Funny, it doesn’t look like much! he’d thought at the time. Still, if it’s as rare as the old man says… The drool returned to his chin.
The pound signs again jumped up and down in his vision.
Before the discovery of the jewellers, Jason had been clean for almost three years after spending six behind bars for armed robbery; he should have served ten-to-twelve, but his sentence was cut for giving up the loot and keeping his nose clean whilst inside.
He never gave his gang members away, and felt no resentment over the course of his porridge for them not serving time. He’d told the people of the high court that he’d acted alone and took full responsibility, even though witnesses had informed the police that there were indeed five involved in the heist.
Once released, Jason had made a promise to go straight, especially after finding Tina had left him and taken the children to live in the city. He cleaned his act up and got a job with the council, becoming a highway maintenance assistant.
As hard as he tried, Jason couldn’t quite conquer the demons. And as soon as he’d stumbled across the Hopkins’ goldmine, he was quick to cave. The old lusting for fortune returned.
Within weeks Jason had reassembled his crew—most of whom were still working small jobs, whilst others had gone straight and were begging for the opportunity to break the law in a huge, bank-account-busting way. When Jason went a knockin’, they rolled up to go a rockin’.
He replaced the photo and dried his eyes.
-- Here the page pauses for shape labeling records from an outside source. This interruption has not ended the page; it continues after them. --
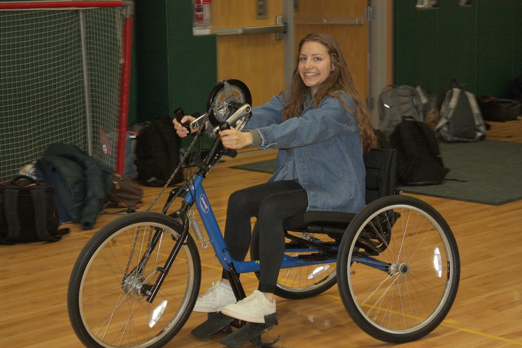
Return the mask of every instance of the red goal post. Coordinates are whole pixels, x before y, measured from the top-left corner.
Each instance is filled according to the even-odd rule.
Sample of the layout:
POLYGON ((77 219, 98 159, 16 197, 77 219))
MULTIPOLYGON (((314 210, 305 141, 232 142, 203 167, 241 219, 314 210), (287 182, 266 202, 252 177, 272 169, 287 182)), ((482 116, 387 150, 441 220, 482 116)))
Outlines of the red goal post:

I can’t meet the guys with tears running down my cheeks like an old dear! He sniffed, snorted, and shook his head until the girlie, wimpy thoughts and ideas were banished from his hardened criminal mind. Jason looked into the mirror hanging over the mantelpiece. How in the hell did I ever get a job in the first place? he wondered. His head was shaved bald, and jailbird ink decorated his left cheek and the underside of his right eyelid. He also had a scar running the length of his jawline to the top of his shoulder, which had been inflicted upon him with a bottle during a fight in a nightclub when he was nineteen.
Almost twenty-five years ago to the day!
He could still recall the bouncers who pried him off the lad who had struck him with the glass. If Jason hadn’t been stopped from pummelling the lad, he would have killed him.